# Deep vs shallow copy

Copying a list in Python doesn't always work the way you expect it to. A quick overview!

In [1]:
a = 5

def add_one(x):
    x += 1
    return x

b = add_one(a)

print(a, b)

5 6


Works completely as expected. We send a as a parameter to the function, the function changes it and returns the changed value, but the original stays the same.

In [4]:
c = [1, 2, 3]

def add_one_list(x):
    for i in range(len(x)):
        x[i] += 1
    return x

d = add_one_list(c)

print(c, d)

[2, 3, 4] [2, 3, 4]


Disturbing, no? X is not a copy of C, it's a reference to it. Everything we change in X is also changed in C.

How can we fix this?

In [7]:
c = [1, 2, 3]

def add_one_list(x):
    for i in range(len(x)):
        x[i] += 1
    return x

d = add_one_list(c.copy())

print(c, d)

[1, 2, 3] [2, 3, 4]


By not sending C, but a copy of C. This way the copy of C is overwritten, but not C.

This is also a great trick if you want to go over a list and delete certain items from it. Deleting items changes the indexes, so using "range(len(..))" won't work. Simply looping over the list is tricky as you are changing the list that is referenced by the loop you are in. This means not everything is getting deleted. Looping over a copy works perfectly!

In the example we create a list of random numbers and delete all even numbers.

In [16]:
import random

random.seed(10) # always generate the same numbers
random_numbers = random.sample(range(0, 10), 5)

print(random_numbers)

# for i in range(len(random_numbers)):
#     if random_numbers[i] % 2 == 0:
#         del random_numbers[i]

# print(random_numbers) # -> index error, you're deleting items that are not there

# for item in random_numbers:
#     if item % 2 == 0:
#         random_numbers.remove(item)

# print(random_numbers) # -> what is 6 still doing in this list?

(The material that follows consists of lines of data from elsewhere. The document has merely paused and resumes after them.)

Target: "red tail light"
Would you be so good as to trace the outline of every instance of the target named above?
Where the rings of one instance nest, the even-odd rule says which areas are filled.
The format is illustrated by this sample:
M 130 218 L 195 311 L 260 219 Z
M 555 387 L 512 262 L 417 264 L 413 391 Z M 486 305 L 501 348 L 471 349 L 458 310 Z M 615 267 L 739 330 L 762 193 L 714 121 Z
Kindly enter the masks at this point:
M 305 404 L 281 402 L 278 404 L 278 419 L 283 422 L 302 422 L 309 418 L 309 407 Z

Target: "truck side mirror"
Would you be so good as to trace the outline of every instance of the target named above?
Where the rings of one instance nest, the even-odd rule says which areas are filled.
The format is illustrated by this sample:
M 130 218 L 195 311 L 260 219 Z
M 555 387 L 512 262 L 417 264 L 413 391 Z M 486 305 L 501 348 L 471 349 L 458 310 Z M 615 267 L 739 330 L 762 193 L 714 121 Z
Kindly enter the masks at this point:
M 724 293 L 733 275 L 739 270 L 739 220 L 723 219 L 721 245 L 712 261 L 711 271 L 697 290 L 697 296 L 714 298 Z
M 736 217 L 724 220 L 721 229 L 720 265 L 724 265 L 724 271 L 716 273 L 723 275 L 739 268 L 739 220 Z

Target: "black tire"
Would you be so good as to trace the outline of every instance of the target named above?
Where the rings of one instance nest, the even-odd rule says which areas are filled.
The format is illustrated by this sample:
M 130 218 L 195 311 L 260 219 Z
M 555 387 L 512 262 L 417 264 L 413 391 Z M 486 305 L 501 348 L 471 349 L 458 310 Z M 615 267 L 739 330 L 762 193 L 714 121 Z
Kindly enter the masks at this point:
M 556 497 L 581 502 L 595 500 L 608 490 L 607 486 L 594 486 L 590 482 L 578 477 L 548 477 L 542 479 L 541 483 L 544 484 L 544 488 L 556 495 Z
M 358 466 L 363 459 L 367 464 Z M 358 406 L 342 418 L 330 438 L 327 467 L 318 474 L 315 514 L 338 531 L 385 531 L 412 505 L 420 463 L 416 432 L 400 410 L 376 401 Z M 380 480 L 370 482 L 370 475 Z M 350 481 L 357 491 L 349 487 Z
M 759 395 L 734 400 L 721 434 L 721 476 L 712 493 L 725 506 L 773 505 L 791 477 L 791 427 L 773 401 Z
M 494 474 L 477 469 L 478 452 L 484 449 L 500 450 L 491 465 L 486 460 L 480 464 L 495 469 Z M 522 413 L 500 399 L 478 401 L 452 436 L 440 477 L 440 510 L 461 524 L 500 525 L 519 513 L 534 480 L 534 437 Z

for item in random_numbers.copy():
    if item % 2 == 0:
        random_numbers.remove(item)

print(random_numbers)

[9, 0, 6, 3, 4]
[9, 3]


An afterthought: What if we rewrote the function to use a list comprehension?

In [6]:
e = [1, 2, 3]

def add_one_list(x):
    x = [ i+1 for i in x]
    return x

f = add_one_list(e)

print(e, f)

[1, 2, 3] [2, 3, 4]


A list comprehension creates a new list (based on the old list). (A reference to) this list is in turn saved to X, overwriting the reference to C (but not C). So now there's no problem.